1) Reporting and debriefing: best practices for standards and procedures for home care workers and their consumers/clients experiencing abusive treatment, bullying or neglect to report such abuse to their employers and/or appropriate state entities, including the Personal Care Attendant Workforce Council and/or MassHealth for PCAs, without retaliation and while retaining the right to report any criminal activity to law enforcement. Such standards shall include, but not be limited to, best practices for a debriefing process for affected workers and consumers following violent acts.

2) Tracking and record retention: Best practices for standards and procedures for the Executive Office of Health and Human Services to track and monitor reports of both worker abuse and reports of consumer abuse or neglect.
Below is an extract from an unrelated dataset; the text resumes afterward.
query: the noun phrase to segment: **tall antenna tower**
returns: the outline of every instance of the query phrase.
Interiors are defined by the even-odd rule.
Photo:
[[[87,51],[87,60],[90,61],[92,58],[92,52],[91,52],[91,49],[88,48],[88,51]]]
3) Informing workers: Best practices for standards and procedures that would require employers of home care workers or other appropriate state entities, including the Personal Care Attendant Workforce Council and/or MassHealth for PCAs, to regularly inform home care workers of patterns of consumer/client worker abuse or bullying that indicates a potentially unsafe working environment. Such standards and procedures shall respect home care client/consumer privacy while prioritizing worker safety and while ensuring continuity of care.

4) Training and employer policies: Best practices for standards and procedures for the Executive Office of Health and Human Services, in consultation with home care employers and other stakeholders, to develop and implement home care worker and consumer orientations and other trainings on worker abuse and bullying, escalation cycles and effective de-escalation techniques, culturally competent and peer-to-peer trainings and strategies to prevent physical harm with hands-on practice or role play. Best practices for home care employers to implement additional internal plans and procedures to reduce workplace violence and abuse, offer resources to employees for coping with the effects of violence and develop labor-management workplace safety committees.

SECTION 13. Section 1 of chapter 151B of the General Laws is hereby amended in line 21 by inserting after the word “thereof” the following words:-

and shall also include an employer of a personal care attendant as defined under section 70 of chapter 118e of the General Laws including individual consumers of a personal care attendant

SECTION 14. Section 3 of this act shall apply to taxable years beginning on or after January 1 next following the date of enactment.